LKB1 encodes a serine/threonine kinase that acts upstream of the AMPK superfamily [34]. Moreover, several studies have exhibited that increasing the expression of LKB1 alleviates Ang II-mediated myocardial hypertrophy. For example, CSN5 maintains the AMPK activity in cardiomyocytes by enhancing LKB1, mitigating Ang II-mediated myocardial hypertrophy [35]. RXR agonists activate the LKB1/AMPK/p70S6K pathway and regulate protein synthesis to abate LVH [36]. As reported, Sirt1, a Sirtuin family member, is mainly or exclusively located in the mitochondria. Since the regeneration of mitochondrial ATP is associated with maintaining cardiac pump function, SIRT1 has been confirmed to have a protective effect on cardiac function [37,38]. Some studies have testified that activation or attenuation of MAPK modulates cardiac energy metabolism through the Sirt1 pathway, thus mitigating or aggravating myocardial hypertrophy [39,40]. In this study, Ang II treatment of HCM and AC16 cells resulted in a significant decrease in the LKB1/AMPK/SIRT1 activity. In addition, overexpressing NBR2 facilitated the LKB1/AMPK/Sirt1 profile, thereby alleviating myocardial hypertrophy and ER stress in HCM and AC16 cells. Therefore, we posit that NBR2 hampers myocardial hypertrophy by regulating the LKB1/MAPK/SIRT1 pathway.

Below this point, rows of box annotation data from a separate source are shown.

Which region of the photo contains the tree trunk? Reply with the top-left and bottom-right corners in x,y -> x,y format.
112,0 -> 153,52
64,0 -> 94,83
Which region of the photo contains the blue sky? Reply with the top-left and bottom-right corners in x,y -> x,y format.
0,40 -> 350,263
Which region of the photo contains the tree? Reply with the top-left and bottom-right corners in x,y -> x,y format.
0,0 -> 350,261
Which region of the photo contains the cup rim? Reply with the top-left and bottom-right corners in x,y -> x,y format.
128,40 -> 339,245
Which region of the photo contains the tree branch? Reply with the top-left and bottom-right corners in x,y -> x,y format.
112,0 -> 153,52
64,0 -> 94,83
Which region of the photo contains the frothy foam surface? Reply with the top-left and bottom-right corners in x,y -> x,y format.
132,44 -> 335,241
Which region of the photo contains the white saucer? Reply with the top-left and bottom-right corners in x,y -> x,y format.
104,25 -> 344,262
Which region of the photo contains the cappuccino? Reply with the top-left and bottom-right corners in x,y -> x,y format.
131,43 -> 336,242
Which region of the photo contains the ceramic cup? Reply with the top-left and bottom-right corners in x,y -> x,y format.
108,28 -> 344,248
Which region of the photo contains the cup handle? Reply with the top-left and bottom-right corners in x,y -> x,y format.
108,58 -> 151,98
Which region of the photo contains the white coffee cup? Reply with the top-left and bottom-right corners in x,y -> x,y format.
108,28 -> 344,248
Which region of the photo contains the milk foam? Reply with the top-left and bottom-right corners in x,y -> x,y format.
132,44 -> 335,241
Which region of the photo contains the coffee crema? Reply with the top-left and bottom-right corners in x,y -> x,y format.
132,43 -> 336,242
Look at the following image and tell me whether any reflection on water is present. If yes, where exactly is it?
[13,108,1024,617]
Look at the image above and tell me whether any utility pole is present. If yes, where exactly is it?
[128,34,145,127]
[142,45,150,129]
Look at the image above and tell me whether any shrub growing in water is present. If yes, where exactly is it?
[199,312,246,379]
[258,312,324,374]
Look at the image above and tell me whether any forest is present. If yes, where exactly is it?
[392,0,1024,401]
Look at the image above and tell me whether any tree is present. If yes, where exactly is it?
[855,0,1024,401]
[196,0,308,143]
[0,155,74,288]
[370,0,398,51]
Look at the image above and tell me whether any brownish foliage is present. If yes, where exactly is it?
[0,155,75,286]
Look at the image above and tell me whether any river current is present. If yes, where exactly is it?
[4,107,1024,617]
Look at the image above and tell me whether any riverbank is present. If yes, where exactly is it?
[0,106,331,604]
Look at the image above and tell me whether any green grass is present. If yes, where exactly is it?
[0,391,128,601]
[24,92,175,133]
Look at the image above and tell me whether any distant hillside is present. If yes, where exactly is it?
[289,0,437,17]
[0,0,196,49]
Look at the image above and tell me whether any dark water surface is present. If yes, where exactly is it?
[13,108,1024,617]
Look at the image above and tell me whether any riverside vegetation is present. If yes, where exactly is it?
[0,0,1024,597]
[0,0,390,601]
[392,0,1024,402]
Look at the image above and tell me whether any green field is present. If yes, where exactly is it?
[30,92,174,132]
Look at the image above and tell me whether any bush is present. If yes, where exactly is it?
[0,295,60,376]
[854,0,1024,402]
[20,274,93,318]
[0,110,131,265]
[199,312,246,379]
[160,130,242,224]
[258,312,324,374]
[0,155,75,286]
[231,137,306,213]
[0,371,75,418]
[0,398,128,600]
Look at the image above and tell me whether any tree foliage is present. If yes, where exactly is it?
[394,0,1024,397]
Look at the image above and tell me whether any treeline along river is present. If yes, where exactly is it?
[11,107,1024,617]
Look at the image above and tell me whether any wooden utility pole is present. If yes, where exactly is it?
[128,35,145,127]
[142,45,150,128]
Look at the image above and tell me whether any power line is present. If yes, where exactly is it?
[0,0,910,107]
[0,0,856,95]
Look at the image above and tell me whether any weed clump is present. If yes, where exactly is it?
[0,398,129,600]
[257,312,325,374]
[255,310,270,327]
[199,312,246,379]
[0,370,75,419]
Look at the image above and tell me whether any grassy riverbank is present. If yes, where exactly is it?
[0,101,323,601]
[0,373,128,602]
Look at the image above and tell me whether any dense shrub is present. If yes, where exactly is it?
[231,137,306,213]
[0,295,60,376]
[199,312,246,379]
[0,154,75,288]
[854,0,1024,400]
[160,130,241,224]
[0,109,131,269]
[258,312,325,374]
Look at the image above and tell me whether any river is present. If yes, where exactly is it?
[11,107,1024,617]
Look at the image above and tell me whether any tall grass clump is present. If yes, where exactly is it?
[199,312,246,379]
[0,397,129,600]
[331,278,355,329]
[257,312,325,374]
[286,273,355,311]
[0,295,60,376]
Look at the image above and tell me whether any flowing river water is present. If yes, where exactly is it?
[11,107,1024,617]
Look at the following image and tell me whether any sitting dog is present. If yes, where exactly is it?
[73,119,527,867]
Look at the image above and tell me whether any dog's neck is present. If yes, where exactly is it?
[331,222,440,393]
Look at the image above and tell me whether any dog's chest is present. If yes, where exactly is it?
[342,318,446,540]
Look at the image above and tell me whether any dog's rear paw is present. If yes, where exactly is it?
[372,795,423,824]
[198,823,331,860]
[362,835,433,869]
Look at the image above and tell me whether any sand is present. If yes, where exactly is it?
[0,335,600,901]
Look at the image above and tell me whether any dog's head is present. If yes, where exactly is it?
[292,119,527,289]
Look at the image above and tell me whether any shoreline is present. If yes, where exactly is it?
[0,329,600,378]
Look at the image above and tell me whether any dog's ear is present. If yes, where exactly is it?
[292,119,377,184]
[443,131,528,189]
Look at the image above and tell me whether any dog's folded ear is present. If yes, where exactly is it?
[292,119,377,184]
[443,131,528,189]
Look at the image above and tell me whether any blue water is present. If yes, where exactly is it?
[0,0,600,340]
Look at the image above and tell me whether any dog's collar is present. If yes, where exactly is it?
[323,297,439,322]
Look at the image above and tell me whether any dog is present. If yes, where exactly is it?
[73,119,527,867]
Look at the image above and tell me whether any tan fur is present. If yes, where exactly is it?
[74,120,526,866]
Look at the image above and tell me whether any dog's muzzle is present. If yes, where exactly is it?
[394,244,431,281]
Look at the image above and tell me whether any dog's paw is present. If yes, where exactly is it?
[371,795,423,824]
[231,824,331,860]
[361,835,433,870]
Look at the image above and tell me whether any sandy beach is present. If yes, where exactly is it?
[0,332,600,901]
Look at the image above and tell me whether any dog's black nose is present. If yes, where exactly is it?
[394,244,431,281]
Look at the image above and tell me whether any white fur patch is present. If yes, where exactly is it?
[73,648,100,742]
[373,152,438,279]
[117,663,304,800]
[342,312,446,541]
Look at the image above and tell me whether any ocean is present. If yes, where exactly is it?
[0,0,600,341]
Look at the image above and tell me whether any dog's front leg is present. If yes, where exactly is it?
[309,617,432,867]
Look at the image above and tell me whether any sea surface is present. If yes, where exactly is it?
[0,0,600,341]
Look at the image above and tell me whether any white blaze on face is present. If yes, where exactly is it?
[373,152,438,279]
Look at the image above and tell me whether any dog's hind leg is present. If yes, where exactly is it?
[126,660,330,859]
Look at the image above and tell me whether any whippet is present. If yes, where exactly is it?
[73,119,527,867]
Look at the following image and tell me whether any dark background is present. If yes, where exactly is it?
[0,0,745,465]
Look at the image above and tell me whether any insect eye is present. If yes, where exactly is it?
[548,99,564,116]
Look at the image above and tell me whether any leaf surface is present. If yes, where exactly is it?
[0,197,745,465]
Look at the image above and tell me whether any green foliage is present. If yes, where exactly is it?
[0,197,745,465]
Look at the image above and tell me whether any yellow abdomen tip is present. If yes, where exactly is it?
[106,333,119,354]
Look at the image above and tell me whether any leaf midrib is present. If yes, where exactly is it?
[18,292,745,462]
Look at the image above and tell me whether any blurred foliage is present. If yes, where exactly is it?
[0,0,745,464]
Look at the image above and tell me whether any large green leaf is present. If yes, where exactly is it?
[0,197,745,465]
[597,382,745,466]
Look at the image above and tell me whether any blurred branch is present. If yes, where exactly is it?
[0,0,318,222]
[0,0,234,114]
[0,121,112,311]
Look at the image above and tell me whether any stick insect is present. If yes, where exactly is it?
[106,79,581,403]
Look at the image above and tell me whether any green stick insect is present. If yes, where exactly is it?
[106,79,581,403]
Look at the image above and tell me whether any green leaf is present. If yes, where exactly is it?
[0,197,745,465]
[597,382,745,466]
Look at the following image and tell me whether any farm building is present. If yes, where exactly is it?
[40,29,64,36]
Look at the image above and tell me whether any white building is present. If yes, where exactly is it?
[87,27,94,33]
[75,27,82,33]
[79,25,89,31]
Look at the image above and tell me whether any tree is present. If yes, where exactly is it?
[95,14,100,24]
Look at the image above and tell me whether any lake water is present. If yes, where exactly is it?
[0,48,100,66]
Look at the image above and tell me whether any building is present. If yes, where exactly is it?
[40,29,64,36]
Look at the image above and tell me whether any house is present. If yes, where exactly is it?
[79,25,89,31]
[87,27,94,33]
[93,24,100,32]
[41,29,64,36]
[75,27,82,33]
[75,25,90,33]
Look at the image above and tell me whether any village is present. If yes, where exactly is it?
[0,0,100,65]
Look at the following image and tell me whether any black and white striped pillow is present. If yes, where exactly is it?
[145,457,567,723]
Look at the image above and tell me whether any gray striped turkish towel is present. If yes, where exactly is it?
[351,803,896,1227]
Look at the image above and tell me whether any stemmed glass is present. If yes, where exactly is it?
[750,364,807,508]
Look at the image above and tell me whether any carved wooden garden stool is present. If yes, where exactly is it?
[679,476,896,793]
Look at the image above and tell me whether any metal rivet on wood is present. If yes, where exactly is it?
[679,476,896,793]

Overall, this study revealed that NBR2 contributes to Ang II–induced myocardial hypertrophy. NBR2 may hinder myocardial hypertrophy and ER stress in Ang II–induced HCM and AC16 cells by modulating the LKB1/MAPK/Sirt1 pathway. However, whether NBR2 can be adopted as a novel therapeutic target for relieving human myocardial hypertrophy remains to be further studied.